There is a lot going on in the affinity section, so I will break down each piece. Affinity provides the following 3 scheduling constraints:
kubectl explain pod.spec.affinity
KIND: Pod VERSION: v1 RESOURCE: affinity <Object> DESCRIPTION: If specified, the pod's scheduling constraints Affinity is a group of affinity scheduling rules. FIELDS: nodeAffinity <Object> Describes node affinity scheduling rules for the pod. podAffinity <Object> Describes pod affinity scheduling rules (e.g. co-locate this pod in the same node, zone, etc. as some other pod(s)). podAntiAffinity <Object> Describes pod anti-affinity scheduling rules (e.g. avoid putting this pod in the same node, zone, etc. as some other pod(s)).
In the example above I am using the podAntiAffinity rule, which can be used to avoid placing two similar pods together. The labelSelector map contains an expression to match pods that will have the affinity rules applied to it. And lastly, the topologyKey is used to specify the item that you want the affinity rule applied to. In this example I specified the hostname topology key, which will prevent two pods that match the labelSelector to be placed on a single node.

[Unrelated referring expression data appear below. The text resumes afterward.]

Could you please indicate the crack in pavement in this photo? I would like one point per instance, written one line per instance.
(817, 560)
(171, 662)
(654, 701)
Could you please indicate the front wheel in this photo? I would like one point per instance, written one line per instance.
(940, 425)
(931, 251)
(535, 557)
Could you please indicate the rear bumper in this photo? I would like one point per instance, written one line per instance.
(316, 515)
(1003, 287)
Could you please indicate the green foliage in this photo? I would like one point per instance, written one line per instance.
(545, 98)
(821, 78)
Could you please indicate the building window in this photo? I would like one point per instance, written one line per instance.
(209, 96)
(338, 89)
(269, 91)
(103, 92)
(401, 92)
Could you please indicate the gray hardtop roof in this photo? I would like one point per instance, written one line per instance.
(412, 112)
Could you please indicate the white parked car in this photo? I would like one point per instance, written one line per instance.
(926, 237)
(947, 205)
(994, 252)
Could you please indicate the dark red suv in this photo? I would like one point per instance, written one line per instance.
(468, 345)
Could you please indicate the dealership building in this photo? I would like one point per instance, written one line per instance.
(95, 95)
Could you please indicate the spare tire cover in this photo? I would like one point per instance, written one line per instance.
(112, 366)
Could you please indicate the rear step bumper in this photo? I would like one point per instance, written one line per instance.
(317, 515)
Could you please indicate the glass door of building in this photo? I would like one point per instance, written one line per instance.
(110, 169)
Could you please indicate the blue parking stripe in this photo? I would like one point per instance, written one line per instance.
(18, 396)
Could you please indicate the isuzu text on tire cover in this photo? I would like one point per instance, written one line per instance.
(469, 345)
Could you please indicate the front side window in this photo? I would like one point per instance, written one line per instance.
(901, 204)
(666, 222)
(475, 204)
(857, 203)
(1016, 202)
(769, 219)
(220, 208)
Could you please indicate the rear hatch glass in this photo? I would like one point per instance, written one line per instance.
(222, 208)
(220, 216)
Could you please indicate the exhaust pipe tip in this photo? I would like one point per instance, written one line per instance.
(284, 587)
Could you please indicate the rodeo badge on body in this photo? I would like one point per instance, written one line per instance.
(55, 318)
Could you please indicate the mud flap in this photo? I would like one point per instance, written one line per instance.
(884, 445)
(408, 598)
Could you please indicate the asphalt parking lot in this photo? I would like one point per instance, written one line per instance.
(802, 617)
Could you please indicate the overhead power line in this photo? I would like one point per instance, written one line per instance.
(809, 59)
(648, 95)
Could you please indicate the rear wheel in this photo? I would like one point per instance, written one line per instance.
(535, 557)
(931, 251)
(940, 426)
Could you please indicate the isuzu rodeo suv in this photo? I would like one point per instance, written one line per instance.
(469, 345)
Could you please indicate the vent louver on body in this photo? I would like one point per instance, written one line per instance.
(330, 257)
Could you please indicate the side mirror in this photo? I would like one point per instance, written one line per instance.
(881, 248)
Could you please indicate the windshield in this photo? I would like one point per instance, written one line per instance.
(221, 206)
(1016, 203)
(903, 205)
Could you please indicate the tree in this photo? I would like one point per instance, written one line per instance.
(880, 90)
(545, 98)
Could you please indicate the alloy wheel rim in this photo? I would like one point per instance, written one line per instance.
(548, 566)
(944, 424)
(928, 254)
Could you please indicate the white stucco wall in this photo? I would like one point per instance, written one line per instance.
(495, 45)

Once this deployment is created, we can verify that each pod was scheduled to a unique worker node:
kubectl get po -o wide
NAME READY STATUS RESTARTS AGE IP NODE NOMINATED NODE READINESS GATES nginx-75db5d94dc-4w8q9 1/1 Running 0 72s 10.11.3.2 test-worker3 <none> <none> nginx-75db5d94dc-5wwm2 1/1 Running 0 72s 10.11.1.5 test-worker <none> <none> nginx-75db5d94dc-cbxs5 1/1 Running 0 72s 10.11.2.2 test-worker2 <none> <none>
But with with any affinity implementation, there are always subtleties you need to be aware of. In the example above, what happens if you need to scale the deployment to handle additional load? We can see what happens first hand:
kubectl scale deploy nginx --replicas 6
If we review the pod list:
kubectl get po
NAME READY STATUS RESTARTS AGE nginx-75db5d94dc-2sltl 0/1 Pending 0 21s nginx-75db5d94dc-4w8q9 1/1 Running 0 14m nginx-75db5d94dc-5wwm2 1/1 Running 0 14m nginx-75db5d94dc-cbxs5 1/1 Running 0 14m nginx-75db5d94dc-jxkqs 0/1 Pending 0 21s nginx-75db5d94dc-qzxmb 0/1 Pending 0 21s
We see that the new pods are stuck in the Pending state. That’s because we only have three nodes, and the affinity rule will prevent two pods that are similar from being scheduled to the same node. The Kubernetes scheduler does a solid job out of the box, but sometimes you need a bit more control over where your pods wind up. This is especially the case when you are using multiple availability zones in the “cloud”, and need to ensure that pods get distributed between them. I will loop back around to this topic in a future post where I’ll discuss zone topology keys and spread priorities.